I’m about to share the secrets to staying on the mission field. Actually, they’re not really secrets, but do them and your chances of staying will increase!
Communication with Supporters.
Communication with your supporters is extremely important, it can make or break your time on the mission field. Supporters are not only people that give you money, but also people that pray for you, help out with logistics, and are just generally there for you when you need them. Sometimes the greatest support you can have is someone who’s just being a friend.
As a Missions Pastor, I expect our supported missionaries to send an official newsletter once a quarter, at least. In reality, I like to be much more involved than that. I follow them on twitter, facebook, I read their blogs, we email back and forth, I want to see them when they’re in town, and I even want to go visit them in the field.
When a missionary doesn’t communicate, they get dropped. I’m understanding, but communication is essential. Don’t communicate and I will drop you.
Newsletters. I think a newsletter once a quarter or every other month is fine. Follow the 3 C’s, clear, concise, correct. There are companies that you can outsource to but if you’re starting off, I wouldn’t recommend it. Do it yourself, learning how to communicate appropriately is a useful skill to have! I receive a lot of physical newsletters, but I’m not sure if it’s worth the cost anymore. My preference is to receive newsletters via email, that’s not the case for many churches though, know your supporters!
Social Media. Social Media is a great way to stay in touch, further invest in your supporters, and even gain new supporters. Blogs, twitter, facebook, instagram, they’re all great. However, if you’re not careful, you can spend all your time perfecting your blog instead of ministering. Also, you can inadvertently make everything into a “photo-op.” Your supporters want to see pictures but you’re called to do ministry, not run a website or be a photographer.
Also be mindful of the people you’re serving to, some of them are likely to have internet access and may not appreciate being labeled as “poor” or “needy.” Respect your ministry, your city, and the people you’re ministering to.
Immigration Law and Missionaries
Visas. As American citizens, you may not need visas to travel to most places, but to live there, you’ll need some kind of government permission. For some countries this is very easy to get, most of Latin America is easy to live in. For other countries, it can get really complicated.
In the Middle East, you’re likely get a tourist visa for 3 months, then you have to leave the country for a few days, when you come back you’ll get another 3 months. There are missionaries who spend years doing this, eventually, they get deported. I don’t recommend that. However, if you don’t plan on being there long term, go for it, just don’t endanger any of the long term missionaries!
Work permits. A better way is to obtain a work or volunteer visa. It gives you legal permission for being in the country and gives you something to do. These are still difficult to get, but possible. Generally, the more educated you are, the easier they are to get. Teachers will often have no problem obtaining a work visa and can sometimes make a good living overseas. I know executives, basketball players, entrepreneurs, and teachers who use their expertise in order to immigrate and serve the Lord.
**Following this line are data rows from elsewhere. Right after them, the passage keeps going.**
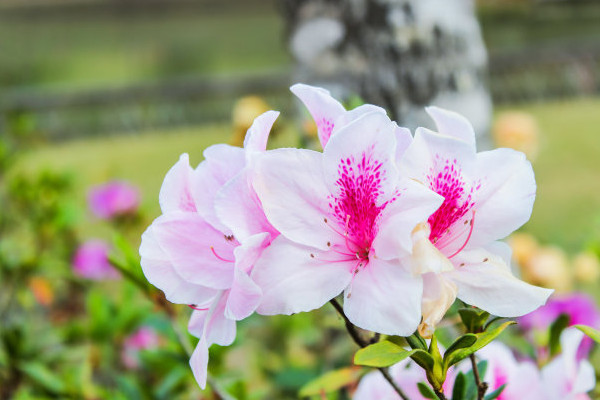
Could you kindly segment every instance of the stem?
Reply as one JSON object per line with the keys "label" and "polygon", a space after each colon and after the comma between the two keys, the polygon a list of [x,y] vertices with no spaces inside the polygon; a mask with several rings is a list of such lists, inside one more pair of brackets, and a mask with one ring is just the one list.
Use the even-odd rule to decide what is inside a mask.
{"label": "stem", "polygon": [[[331,299],[331,300],[329,300],[329,302],[331,303],[331,305],[333,305],[333,308],[335,308],[335,310],[338,312],[338,314],[340,314],[340,316],[344,319],[344,323],[346,324],[346,330],[348,331],[348,333],[354,340],[354,343],[356,343],[361,348],[367,347],[370,344],[370,342],[364,340],[360,336],[360,334],[356,330],[356,326],[354,326],[354,324],[352,322],[350,322],[350,320],[348,319],[346,314],[344,314],[344,309],[342,308],[340,303],[338,303],[336,299]],[[394,382],[394,380],[392,379],[387,368],[377,368],[377,369],[379,370],[379,372],[381,372],[381,374],[383,375],[385,380],[388,381],[388,383],[390,385],[392,385],[392,388],[394,388],[396,393],[398,393],[398,396],[402,397],[403,400],[410,400],[408,398],[408,396],[402,391],[402,389],[400,389],[400,387],[398,385],[396,385],[396,382]]]}
{"label": "stem", "polygon": [[473,376],[475,377],[475,383],[477,384],[477,400],[483,400],[485,392],[488,389],[488,384],[486,382],[481,381],[481,377],[479,376],[479,370],[477,369],[477,361],[475,360],[475,355],[471,354],[469,358],[471,359],[471,365],[473,367]]}
{"label": "stem", "polygon": [[433,391],[434,391],[435,395],[438,397],[438,399],[440,399],[440,400],[446,400],[446,396],[444,396],[444,392],[442,392],[441,390],[438,391],[438,390],[435,390],[435,389],[433,389]]}

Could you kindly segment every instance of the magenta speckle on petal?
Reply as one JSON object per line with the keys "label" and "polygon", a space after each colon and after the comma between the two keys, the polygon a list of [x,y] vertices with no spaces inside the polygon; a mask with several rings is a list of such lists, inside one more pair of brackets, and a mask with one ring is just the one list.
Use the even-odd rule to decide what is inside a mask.
{"label": "magenta speckle on petal", "polygon": [[87,279],[115,279],[119,273],[108,262],[110,247],[102,240],[90,240],[79,246],[73,257],[73,271]]}
{"label": "magenta speckle on petal", "polygon": [[331,137],[331,132],[333,131],[333,121],[323,118],[318,123],[317,126],[319,128],[319,133],[321,134],[321,143],[325,145],[329,138]]}
{"label": "magenta speckle on petal", "polygon": [[441,168],[431,169],[427,180],[431,190],[444,197],[444,202],[429,217],[428,222],[431,226],[429,239],[438,247],[443,247],[442,243],[439,243],[442,238],[445,239],[445,245],[448,243],[447,239],[451,240],[465,232],[465,224],[460,224],[456,229],[454,225],[465,216],[471,215],[469,211],[474,206],[474,189],[469,189],[456,160],[440,160],[438,156],[436,166],[440,164]]}

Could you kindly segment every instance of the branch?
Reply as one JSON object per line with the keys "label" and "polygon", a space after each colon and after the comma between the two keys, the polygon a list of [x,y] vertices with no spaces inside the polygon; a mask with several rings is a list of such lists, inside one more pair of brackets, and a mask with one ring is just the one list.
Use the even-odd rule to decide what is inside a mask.
{"label": "branch", "polygon": [[[331,299],[329,302],[331,303],[333,308],[335,308],[338,314],[340,314],[340,316],[344,319],[344,323],[346,324],[346,330],[348,331],[354,342],[361,348],[367,347],[370,344],[370,341],[366,341],[360,336],[360,334],[356,330],[356,326],[354,326],[354,324],[350,322],[346,314],[344,314],[344,309],[342,308],[340,303],[338,303],[336,299]],[[387,368],[377,369],[379,370],[379,372],[381,372],[385,380],[388,381],[390,385],[392,385],[392,388],[394,388],[396,393],[398,393],[398,395],[402,397],[403,400],[410,400],[408,396],[402,391],[402,389],[400,389],[400,387],[396,385],[396,382],[394,382],[394,380],[392,379]]]}
{"label": "branch", "polygon": [[473,376],[475,377],[475,383],[477,384],[477,400],[483,400],[485,392],[488,389],[487,382],[482,382],[479,376],[479,370],[477,369],[477,361],[475,360],[475,354],[469,356],[471,359],[471,365],[473,367]]}

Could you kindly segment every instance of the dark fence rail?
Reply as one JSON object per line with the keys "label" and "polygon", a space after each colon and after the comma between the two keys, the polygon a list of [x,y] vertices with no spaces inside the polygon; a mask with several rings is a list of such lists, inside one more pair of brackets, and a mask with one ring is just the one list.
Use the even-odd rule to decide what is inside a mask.
{"label": "dark fence rail", "polygon": [[[490,90],[496,104],[597,95],[599,78],[600,45],[490,57]],[[0,95],[1,129],[35,130],[54,141],[226,121],[233,102],[248,94],[265,97],[275,108],[289,107],[291,80],[288,71],[268,71],[77,92],[5,92]]]}

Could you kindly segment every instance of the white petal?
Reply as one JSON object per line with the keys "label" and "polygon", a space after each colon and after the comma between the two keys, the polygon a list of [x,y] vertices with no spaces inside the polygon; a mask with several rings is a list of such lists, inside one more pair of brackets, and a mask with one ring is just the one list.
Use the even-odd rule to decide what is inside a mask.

Citizenship. If you’re an American citizen then you will have that for the rest of your life, it doesn’t matter how many years you stay abroad. If you’re a permanent resident, then your time is limited. I recommend becoming an American citizen before going overseas. Sometimes (very infrequently) it’s possible to obtain foreign citizenship or residency, this is great! Whenever possible, I highly recommend it!
Taxes. I have bad news, American citizens are required to pay taxes when they make over a certain amount while working overseas. I have good news, you’ll probably never make that amount. When I last saw it, it was $93,000/year. Anything under that amount you don’t have to pay income taxes on, but you still have to pay medicaid, medicare, FICA, all that good stuff. That’s what’s so good about a missions agency, they withhold that amount every month so you don’t have to worry about it in April!
W-2 or 1099? Sometimes, sending churches put you on as a 1099 employee, this means that you’re a contract employee, liable for your own taxes. Being paid on a W-2 means that you’re a regular, salaried employee. W-2 is always better, you can participate in the employee health plan and your taxes get withheld for you. Health insurance is always cheaper when it’s done with W-2 employees!
We’ve all seen missionaries who bring pictures of kids so that we can adopt a child. The money doesn’t actually go to the the kids directly, it goes to the program and is allotted to the kids. People love this, so I love this. Sponsoring an individual is a great way to put a face on an organization/program/cause. Go for it. You’ll raise tons of money, and if you can put people on an automatic deduction, you’ll have nonstop money. I know of an American missionary in a Latin American country who raised over $5,000/month doing this. Best of all, he hadn’t even been to the mission field yet, it was his first time!
Monthly church support. The reality is, once you get to the mission field, your monthly church support will not go up. That’s one of the reasons missionaries come back and visit every year or so, financial support dwindles so they need to raise it up again. A couple years ago we actually raised our support to some of our missionaries and they freaked out, they couldn’t believe it!
You need to constantly grow the network of churches that you communicate and visit. Also, the more you can concentrate your network, the better, so when you visit, you don’t have to go to many different states!
What advice would you give to missionaries?